Einde inhoudsopgave
Waterregeling
Artikel 7.10 [Bemonstering]
Geldend
Geldend vanaf 22-12-2009
- Bronpublicatie:
07-12-2009, Stcrt. 2009, 19353 (uitgifte: 17-12-2009, regelingnummer: CEND/HDJZ-2009/1352)
- Inwerkingtreding
22-12-2009
- Bronpublicatie inwerkingtreding:
07-12-2009, Stcrt. 2009, 19353 (uitgifte: 17-12-2009, regelingnummer: CEND/HDJZ-2009/1352)
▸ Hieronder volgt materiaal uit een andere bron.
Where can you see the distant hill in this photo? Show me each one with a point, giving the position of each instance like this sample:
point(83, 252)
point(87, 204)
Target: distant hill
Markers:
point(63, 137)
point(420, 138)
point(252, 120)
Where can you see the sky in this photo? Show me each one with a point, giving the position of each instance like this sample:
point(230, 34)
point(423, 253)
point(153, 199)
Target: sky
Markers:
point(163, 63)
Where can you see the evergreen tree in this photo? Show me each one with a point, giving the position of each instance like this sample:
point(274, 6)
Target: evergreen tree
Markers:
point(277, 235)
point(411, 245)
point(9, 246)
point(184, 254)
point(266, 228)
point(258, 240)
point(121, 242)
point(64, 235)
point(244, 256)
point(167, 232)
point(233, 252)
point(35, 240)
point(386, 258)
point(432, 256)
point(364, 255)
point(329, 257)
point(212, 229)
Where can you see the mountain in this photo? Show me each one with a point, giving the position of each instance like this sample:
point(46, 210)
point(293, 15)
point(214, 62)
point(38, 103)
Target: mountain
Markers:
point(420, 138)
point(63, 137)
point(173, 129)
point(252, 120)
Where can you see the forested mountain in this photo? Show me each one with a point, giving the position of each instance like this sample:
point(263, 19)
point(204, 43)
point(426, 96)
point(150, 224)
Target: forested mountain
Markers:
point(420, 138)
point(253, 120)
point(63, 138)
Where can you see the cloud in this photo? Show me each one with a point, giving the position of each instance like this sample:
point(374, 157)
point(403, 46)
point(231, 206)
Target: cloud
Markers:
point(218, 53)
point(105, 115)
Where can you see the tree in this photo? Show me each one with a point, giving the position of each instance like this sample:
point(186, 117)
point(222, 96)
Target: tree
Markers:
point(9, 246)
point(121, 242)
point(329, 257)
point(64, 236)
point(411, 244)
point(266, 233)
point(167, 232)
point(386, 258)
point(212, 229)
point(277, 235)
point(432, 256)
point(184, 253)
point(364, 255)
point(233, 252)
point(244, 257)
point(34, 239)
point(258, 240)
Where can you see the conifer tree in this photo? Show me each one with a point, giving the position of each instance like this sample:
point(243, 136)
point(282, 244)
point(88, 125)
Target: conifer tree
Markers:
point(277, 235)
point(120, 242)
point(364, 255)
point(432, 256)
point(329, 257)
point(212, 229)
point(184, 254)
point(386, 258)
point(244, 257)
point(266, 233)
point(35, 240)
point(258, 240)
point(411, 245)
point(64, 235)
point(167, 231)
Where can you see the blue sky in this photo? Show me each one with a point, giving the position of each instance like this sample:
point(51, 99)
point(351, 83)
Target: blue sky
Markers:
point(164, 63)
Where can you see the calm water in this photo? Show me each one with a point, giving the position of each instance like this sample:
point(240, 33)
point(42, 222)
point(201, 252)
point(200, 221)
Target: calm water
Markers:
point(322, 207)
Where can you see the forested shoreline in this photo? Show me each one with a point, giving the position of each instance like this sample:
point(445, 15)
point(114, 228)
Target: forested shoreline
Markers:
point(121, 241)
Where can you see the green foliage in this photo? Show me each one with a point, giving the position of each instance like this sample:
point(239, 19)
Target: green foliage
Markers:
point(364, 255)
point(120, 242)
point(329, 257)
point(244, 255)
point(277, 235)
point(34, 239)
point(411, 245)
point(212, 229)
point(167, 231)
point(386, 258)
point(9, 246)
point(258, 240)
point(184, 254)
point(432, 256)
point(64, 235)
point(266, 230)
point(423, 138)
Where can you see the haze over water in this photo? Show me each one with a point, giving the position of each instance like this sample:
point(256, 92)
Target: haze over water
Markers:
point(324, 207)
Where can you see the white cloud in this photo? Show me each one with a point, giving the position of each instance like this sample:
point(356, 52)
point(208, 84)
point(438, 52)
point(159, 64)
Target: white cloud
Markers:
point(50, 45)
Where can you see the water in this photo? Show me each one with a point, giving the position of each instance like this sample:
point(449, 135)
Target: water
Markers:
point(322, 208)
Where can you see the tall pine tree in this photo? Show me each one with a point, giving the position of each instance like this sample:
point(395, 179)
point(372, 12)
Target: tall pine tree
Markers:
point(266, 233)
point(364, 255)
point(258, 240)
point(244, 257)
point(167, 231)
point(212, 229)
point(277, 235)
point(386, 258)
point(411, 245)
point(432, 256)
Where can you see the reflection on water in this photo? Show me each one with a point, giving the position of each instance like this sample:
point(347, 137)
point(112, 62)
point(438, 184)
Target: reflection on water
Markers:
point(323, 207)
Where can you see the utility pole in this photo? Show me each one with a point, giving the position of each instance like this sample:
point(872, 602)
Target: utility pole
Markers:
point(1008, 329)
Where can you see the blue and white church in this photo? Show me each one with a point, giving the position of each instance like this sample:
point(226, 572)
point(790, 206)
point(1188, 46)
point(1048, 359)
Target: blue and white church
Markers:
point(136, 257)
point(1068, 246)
- Overige regelgevende instantie(s)
Ministerie van Volkshuisvesting, Ruimtelijke Ordening en Milieubeheer
- Vakgebied(en)
Waterrecht (V)
1.
De bemonstering vindt plaats met behulp van automatische monstername-apparatuur.
2.
Het bemonsteringsinterval wordt zodanig ingesteld dat een etmaalverzamelmonster wordt verkregen dat bestaat uit ten minste 100 deelmonsters.
3.
Het volume per deelmonster wordt zodanig ingesteld dat de herhaalbaarheid maximaal 5% van het ingestelde volume bedraagt. Bij vacuümmonstername-apparatuur bedraagt het volume per deelmonster minimaal 50 milliliter. Bij ‘in-line’-bemonstering bedraagt het volume per deelmonster minimaal 20 milliliter en wordt een etmaalverzamelmonster verkregen dat bestaat uit ten minste 250 deelmonsters.
4.
Het monsterverzamelvat heeft een zodanige inhoud dat het vat gedurende het etmaal niet overloopt.
5.
Zowel het monsterverzamelvat als andere onderdelen van de monstername-apparatuur die met het afvalwater in aanraking komen, zijn gemaakt van gemakkelijk te reinigen, inert materiaal, dat de uit te voeren analyse niet beïnvloedt. Het monsterverzamelvat kan gemakkelijk uitgenomen worden en is uitgevoerd als emmer of als vat met een wijde hals zodat met een monsterschep gemakkelijk kan worden geroerd en geschept. Tijdens het etmaal is het monsterverzamelvat afgesloten met een goed afsluitende deksel.